Bayesian Double Descent
Nick Polson, Vadim Sokolov
TL;DR
This work provides a coherent Bayesian account of the double descent phenomenon, showing that the re-descending risk with increasing model complexity can be explained by the prior on parameters given the model and the marginal likelihood over models. It unifies Occam's razor with over-parameterization through Bayesian model selection, the Dickey-Savage density ratio, and global-local shrinkage priors, and demonstrates how these ideas extend to polynomial regression and neural network regression. The paper develops a principled framework linking evidence, priors, and shrinkage (e.g., generalized ridge regression) to explain when and why over-parameterized models can generalize well, and it discusses practical applications and computational considerations for Bayesian interpolation and NN regression.
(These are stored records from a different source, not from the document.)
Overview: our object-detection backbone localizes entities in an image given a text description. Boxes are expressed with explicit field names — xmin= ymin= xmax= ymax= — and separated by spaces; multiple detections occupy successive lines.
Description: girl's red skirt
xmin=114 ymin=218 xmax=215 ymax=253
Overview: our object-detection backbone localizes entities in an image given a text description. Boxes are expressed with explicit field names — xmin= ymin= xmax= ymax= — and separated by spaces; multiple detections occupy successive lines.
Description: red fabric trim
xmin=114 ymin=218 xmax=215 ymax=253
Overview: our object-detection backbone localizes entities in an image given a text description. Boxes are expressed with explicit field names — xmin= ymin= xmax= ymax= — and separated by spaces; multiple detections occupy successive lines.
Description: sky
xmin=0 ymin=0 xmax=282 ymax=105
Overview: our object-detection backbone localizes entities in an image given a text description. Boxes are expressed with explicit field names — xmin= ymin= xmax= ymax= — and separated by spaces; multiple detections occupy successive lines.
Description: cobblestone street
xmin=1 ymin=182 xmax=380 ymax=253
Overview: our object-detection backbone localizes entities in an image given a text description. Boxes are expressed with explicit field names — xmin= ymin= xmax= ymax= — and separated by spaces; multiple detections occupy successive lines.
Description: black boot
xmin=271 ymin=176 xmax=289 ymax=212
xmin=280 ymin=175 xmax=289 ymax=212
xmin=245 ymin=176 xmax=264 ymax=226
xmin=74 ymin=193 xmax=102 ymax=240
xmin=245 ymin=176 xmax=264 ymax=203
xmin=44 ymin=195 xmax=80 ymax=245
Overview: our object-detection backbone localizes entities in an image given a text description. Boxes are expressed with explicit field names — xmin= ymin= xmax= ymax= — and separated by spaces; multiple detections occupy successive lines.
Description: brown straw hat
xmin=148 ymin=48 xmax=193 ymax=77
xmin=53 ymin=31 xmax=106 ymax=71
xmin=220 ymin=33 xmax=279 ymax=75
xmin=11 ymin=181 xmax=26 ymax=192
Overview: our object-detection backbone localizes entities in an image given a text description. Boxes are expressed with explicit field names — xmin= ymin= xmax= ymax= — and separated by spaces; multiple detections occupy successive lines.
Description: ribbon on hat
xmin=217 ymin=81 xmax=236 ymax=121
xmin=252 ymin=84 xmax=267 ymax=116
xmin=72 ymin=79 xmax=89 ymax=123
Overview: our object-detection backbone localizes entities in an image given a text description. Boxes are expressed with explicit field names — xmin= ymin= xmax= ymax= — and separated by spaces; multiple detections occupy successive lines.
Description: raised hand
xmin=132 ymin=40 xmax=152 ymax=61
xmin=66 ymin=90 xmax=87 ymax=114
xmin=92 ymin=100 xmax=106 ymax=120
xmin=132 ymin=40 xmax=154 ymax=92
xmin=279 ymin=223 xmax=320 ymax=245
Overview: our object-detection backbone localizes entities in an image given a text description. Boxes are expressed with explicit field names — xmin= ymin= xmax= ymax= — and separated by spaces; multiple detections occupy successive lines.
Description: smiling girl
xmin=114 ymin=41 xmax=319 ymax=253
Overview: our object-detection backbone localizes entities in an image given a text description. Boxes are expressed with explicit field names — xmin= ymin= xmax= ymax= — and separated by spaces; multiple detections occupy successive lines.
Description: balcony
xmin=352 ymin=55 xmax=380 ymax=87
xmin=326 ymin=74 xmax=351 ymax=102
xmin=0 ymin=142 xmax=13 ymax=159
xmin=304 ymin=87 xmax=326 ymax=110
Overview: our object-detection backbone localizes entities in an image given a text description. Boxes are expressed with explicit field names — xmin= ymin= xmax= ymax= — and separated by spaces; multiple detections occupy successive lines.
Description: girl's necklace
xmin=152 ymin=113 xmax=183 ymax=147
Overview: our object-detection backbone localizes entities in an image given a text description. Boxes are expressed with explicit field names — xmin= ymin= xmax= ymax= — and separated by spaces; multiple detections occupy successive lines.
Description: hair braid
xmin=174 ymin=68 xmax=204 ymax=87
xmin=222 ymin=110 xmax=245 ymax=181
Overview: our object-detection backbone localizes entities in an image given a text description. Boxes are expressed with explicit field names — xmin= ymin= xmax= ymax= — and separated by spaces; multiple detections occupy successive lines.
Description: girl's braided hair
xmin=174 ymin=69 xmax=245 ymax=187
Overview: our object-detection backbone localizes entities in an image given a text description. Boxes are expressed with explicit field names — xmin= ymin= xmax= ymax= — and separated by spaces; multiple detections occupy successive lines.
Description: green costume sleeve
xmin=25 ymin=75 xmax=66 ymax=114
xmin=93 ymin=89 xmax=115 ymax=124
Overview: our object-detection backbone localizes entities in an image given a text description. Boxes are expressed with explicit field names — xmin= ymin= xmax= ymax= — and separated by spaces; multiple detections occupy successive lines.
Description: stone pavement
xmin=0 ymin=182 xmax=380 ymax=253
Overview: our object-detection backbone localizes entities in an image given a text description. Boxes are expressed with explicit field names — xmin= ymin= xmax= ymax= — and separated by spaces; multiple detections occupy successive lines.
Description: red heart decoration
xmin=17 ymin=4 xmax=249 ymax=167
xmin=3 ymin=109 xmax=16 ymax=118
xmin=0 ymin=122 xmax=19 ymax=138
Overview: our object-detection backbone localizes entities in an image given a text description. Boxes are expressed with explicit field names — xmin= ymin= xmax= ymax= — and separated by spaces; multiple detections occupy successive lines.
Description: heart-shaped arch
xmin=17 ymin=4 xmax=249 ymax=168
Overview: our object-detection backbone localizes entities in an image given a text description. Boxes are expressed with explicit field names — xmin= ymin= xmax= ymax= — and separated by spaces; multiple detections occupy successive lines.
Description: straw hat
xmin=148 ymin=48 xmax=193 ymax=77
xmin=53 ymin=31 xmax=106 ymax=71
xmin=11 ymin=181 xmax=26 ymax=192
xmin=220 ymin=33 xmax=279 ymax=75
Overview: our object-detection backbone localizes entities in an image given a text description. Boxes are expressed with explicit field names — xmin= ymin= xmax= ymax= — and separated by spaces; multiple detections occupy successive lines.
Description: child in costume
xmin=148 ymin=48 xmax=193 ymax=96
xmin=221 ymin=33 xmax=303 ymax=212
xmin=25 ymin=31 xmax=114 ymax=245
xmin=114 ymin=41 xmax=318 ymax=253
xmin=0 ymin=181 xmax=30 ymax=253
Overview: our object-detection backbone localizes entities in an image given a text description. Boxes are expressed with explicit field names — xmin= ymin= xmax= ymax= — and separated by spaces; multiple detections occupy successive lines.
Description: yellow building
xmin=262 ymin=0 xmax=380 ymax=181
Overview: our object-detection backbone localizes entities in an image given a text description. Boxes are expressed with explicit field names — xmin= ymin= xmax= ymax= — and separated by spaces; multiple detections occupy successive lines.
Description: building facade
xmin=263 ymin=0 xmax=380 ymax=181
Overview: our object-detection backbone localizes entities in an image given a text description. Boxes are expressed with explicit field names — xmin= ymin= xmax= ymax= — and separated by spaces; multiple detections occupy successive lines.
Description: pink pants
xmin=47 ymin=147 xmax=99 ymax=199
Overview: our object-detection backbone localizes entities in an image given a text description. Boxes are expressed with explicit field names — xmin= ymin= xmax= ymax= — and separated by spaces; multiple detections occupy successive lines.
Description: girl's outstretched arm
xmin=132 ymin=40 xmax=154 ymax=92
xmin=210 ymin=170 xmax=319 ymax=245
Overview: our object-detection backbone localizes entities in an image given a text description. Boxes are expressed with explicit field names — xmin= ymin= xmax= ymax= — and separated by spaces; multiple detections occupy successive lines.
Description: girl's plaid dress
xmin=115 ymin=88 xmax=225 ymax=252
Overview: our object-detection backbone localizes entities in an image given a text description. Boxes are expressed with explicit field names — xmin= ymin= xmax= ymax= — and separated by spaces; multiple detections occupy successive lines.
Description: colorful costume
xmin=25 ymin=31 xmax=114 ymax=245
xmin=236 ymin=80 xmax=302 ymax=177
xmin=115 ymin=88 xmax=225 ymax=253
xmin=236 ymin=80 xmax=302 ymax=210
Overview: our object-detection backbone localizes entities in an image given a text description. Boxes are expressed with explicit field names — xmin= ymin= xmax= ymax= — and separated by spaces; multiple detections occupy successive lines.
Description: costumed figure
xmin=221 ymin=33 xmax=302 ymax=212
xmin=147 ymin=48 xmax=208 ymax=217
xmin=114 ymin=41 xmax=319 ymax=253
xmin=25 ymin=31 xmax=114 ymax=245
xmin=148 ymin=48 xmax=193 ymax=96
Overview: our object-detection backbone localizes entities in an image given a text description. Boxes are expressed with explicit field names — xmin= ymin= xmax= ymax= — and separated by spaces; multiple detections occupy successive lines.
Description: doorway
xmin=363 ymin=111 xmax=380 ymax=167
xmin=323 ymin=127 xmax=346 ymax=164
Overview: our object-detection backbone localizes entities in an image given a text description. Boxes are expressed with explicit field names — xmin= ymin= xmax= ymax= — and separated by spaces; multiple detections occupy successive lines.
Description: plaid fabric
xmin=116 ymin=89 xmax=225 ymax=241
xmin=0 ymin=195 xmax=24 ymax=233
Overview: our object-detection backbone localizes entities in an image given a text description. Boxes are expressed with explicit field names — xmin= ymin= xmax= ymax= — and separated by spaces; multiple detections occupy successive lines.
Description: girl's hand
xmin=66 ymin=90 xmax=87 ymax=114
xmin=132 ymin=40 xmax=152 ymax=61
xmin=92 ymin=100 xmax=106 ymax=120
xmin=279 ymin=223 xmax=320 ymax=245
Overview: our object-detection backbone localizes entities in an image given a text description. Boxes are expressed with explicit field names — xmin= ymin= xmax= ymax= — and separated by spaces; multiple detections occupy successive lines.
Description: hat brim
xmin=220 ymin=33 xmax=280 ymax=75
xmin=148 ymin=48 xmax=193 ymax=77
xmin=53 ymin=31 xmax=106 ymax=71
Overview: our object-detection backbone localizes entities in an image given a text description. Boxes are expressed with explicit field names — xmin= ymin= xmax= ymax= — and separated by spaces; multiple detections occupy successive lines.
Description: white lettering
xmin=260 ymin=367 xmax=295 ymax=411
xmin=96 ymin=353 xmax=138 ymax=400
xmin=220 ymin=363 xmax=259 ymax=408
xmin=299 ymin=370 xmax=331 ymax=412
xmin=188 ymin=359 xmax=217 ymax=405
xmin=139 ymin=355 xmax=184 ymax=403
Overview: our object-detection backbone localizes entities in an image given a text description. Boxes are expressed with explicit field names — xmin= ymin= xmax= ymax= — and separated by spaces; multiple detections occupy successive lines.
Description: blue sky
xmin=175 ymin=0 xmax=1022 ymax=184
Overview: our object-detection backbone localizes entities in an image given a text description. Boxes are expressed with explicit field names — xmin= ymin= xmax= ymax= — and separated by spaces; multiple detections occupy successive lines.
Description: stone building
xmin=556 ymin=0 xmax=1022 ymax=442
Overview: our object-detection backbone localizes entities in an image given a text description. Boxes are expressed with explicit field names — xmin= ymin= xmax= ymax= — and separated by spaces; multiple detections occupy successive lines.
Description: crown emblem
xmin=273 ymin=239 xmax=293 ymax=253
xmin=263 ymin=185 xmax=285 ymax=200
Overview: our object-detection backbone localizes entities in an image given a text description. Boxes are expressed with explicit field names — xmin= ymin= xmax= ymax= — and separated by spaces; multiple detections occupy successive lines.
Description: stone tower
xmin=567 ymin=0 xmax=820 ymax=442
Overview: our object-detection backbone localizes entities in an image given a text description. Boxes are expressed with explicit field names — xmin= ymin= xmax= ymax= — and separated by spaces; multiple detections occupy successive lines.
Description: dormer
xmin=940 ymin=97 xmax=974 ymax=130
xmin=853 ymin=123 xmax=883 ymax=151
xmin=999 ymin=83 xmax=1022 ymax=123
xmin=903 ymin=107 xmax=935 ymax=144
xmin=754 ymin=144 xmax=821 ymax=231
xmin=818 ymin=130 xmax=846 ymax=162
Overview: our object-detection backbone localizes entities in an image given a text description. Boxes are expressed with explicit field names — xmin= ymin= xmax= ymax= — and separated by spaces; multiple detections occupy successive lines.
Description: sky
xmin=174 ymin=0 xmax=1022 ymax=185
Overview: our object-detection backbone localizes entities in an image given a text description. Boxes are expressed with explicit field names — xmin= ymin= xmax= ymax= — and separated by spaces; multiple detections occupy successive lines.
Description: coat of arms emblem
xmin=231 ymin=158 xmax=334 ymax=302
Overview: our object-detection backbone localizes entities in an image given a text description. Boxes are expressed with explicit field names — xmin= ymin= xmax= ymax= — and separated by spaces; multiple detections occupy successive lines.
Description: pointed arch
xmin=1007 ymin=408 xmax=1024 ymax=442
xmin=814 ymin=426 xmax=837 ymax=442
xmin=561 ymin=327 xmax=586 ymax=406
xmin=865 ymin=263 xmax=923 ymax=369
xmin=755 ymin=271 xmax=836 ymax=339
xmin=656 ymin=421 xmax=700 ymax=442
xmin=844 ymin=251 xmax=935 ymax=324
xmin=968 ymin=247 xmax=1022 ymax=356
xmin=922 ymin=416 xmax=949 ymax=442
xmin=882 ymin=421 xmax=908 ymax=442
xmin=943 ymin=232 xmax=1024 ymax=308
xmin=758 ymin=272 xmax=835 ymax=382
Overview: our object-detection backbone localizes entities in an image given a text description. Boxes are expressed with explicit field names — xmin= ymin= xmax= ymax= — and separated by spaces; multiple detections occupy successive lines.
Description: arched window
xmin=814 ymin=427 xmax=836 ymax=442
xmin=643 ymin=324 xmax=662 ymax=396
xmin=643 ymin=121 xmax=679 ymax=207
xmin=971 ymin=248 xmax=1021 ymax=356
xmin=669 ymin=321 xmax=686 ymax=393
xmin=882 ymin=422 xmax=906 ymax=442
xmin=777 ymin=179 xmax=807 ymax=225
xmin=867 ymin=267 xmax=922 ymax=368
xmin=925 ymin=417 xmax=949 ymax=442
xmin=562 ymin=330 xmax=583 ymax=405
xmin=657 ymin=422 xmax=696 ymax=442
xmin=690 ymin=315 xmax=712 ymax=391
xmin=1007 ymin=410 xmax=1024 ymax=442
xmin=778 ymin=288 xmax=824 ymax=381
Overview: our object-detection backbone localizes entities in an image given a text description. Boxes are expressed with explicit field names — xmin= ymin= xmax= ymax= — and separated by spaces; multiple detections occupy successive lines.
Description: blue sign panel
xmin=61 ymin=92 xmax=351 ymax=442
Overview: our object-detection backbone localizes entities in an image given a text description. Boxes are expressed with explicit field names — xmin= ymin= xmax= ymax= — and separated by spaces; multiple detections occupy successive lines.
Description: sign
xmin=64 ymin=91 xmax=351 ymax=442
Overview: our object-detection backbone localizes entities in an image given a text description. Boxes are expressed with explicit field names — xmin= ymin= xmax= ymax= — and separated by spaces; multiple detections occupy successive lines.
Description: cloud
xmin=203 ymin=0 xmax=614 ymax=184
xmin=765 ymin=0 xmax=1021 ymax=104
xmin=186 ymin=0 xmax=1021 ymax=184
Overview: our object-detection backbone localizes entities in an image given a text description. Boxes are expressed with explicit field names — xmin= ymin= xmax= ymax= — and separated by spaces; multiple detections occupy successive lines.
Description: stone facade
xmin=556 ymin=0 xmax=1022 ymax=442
The findings have implications for model selection, hyperparameter regularization, and the interpretation of generalization in modern, high-capacity learning systems, with avenues for future research in adaptive priors and scalable inference in deep models.
Abstract
Double descent is a phenomenon of over-parameterized statistical models such as deep neural networks which have a re-descending property in their risk function. As the complexity of the model increases, risk exhibits a U-shaped region due to the traditional bias-variance trade-off, then as the number of parameters equals the number of observations and the model becomes one of interpolation where the risk can be unbounded and finally, in the over-parameterized region, it re-descends -- the double descent effect. Our goal is to show that this has a natural Bayesian interpretation. We also show that this is not in conflict with the traditional Occam's razor -- simpler models are preferred to complex ones, all else being equal. Our theoretical foundations use Bayesian model selection, the Dickey-Savage density ratio, and connect generalized ridge regression and global-local shrinkage methods with double descent. We illustrate our approach for high dimensional neural networks and provide detailed treatments of infinite Gaussian means models and non-parametric regression. Finally, we conclude with directions for future research.